LiDAR/Camera Data GLES Rendering#

ds3d::datarender (implemented in libnvds_3d_gles_ensemble_render.so)
- Renders a 3D scene using OpenGL ES (GLES) with various elements (textures, LiDAR points, bounding boxes) within a single window, allowing for flexible layout customization in multi-view mode.
- See more details in alignment specification Custom datarender libnvds_3d_gles_ensemble_render Configuration Specifications

Data Inference Filtering#

ds3d::datafilter (implemented in libnvds_tritoninferfilter.so)
- Executes multi-modal data inference using the Triton Inference Server. Any data element from the ds3d::datamap can be forwarded to Triton. It supports both Triton CAPI and gRPC modes.
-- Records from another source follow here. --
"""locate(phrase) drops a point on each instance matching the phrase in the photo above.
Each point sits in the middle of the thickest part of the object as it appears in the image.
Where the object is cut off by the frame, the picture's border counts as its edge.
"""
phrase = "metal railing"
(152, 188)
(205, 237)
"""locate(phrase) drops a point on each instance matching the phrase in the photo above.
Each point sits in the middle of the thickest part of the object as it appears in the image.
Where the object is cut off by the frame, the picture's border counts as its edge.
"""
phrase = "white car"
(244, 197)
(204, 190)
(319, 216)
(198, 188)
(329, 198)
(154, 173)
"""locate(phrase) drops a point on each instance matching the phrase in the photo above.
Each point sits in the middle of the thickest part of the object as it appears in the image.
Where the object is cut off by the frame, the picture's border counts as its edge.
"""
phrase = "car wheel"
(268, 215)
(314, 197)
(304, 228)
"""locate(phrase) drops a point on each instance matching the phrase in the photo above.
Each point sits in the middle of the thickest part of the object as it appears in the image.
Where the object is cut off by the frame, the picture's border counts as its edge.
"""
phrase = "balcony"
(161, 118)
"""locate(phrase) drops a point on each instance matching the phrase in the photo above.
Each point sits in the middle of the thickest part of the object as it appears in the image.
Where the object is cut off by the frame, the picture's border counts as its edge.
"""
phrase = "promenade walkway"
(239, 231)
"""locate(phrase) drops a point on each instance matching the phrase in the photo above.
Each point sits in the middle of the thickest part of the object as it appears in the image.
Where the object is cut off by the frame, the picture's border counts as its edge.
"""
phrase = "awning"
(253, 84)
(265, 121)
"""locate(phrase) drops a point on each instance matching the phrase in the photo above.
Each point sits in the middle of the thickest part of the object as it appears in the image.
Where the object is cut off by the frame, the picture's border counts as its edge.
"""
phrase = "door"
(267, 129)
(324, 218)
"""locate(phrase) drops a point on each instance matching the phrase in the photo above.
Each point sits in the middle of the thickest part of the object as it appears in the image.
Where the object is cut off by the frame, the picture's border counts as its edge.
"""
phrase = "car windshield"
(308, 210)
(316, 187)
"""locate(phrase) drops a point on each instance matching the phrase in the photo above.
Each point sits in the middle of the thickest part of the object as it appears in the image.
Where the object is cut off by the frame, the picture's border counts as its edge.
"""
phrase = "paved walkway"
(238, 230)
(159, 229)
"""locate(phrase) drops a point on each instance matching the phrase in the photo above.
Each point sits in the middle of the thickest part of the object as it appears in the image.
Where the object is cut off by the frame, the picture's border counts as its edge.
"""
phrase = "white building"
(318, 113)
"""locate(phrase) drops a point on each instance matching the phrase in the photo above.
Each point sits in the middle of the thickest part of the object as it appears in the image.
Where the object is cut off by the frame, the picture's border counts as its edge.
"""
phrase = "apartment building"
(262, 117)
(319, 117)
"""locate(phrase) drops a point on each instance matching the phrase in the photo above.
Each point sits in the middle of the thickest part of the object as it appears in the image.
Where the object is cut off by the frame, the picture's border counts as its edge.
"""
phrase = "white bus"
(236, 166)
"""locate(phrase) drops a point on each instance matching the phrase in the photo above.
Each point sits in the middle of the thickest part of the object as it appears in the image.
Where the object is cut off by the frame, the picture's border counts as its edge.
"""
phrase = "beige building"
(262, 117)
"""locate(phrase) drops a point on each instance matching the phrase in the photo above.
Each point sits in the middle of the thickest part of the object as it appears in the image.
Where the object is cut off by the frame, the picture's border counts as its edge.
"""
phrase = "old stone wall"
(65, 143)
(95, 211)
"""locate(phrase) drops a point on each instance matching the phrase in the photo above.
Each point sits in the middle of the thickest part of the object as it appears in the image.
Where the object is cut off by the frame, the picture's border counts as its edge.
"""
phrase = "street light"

Custom pre-processing and post-processing might be required depending on the specific inference task.
- See more details in libnvds_tritoninferfilter Configuration Specifications
ds3d custom V2XFusion model inputs preprocessing library (implemented in libnvds_3d_v2x_infer_custom_preprocess.so)
- Prepare and copy constant parameters and data for the tensor inputs of the V2XFusion model
- Copy pointpillar scatter data to the model input tensor
- Refer to /opt/nvidia/deepstream/deepstream/sources/libs/ds3d/inference_custom_lib/ds3d_v2x_infer_custom_preprocess/README

Custom Post-Processing for LiDAR Detection#

ds3d custom postprocessing library (implemented in libnvds_3d_infer_postprocess_lidar_detection.so)
- Performs custom post-processing operations on the sensor fusion results (3D detection objects). The interface inherits from nvdsinferserver::IInferCustomProcessor.
- Source code resides in /opt/nvidia/deepstream/deepstream/sources/libs/ds3d/inference_custom_lib/ds3d_lidar_detection_postprocess.
- Refer to the README within that directory for compilation and installation instructions.
ds3d custom V2XFusion outputs postprocessing library (implemented in libnvds_3d_v2x_infer_custom_postprocess.so)
- Parse the output tensor data from V2XFusion model
- Calculate 3D bboxes from the output tensor data
- Refer to /opt/nvidia/deepstream/deepstream/sources/libs/ds3d/inference_custom_lib/ds3d_v2x_infer_custom_postprocess/README

BEVFusion Model Inference with Triton-LMM#

triton_lmm Python module for bevfusion
- A Python module based on Triton and PyTriton, designed for multi-modal inference. It simplifies the integration of Python-based inference models into the Triton server. This sample application leverages the BEVFusion model (Python version) using this module.
- source code resides in app/sample_apps/deepstream-3d-lidar-sensor-fusion/python/triton_lmm
- Python module license Apache-2.0

DS3D Custom Components Configuration Specifications#

See more details in the DS_3D supported custom components specifications section in the DeepStream-3D Custom Apps and Libs Tutorials.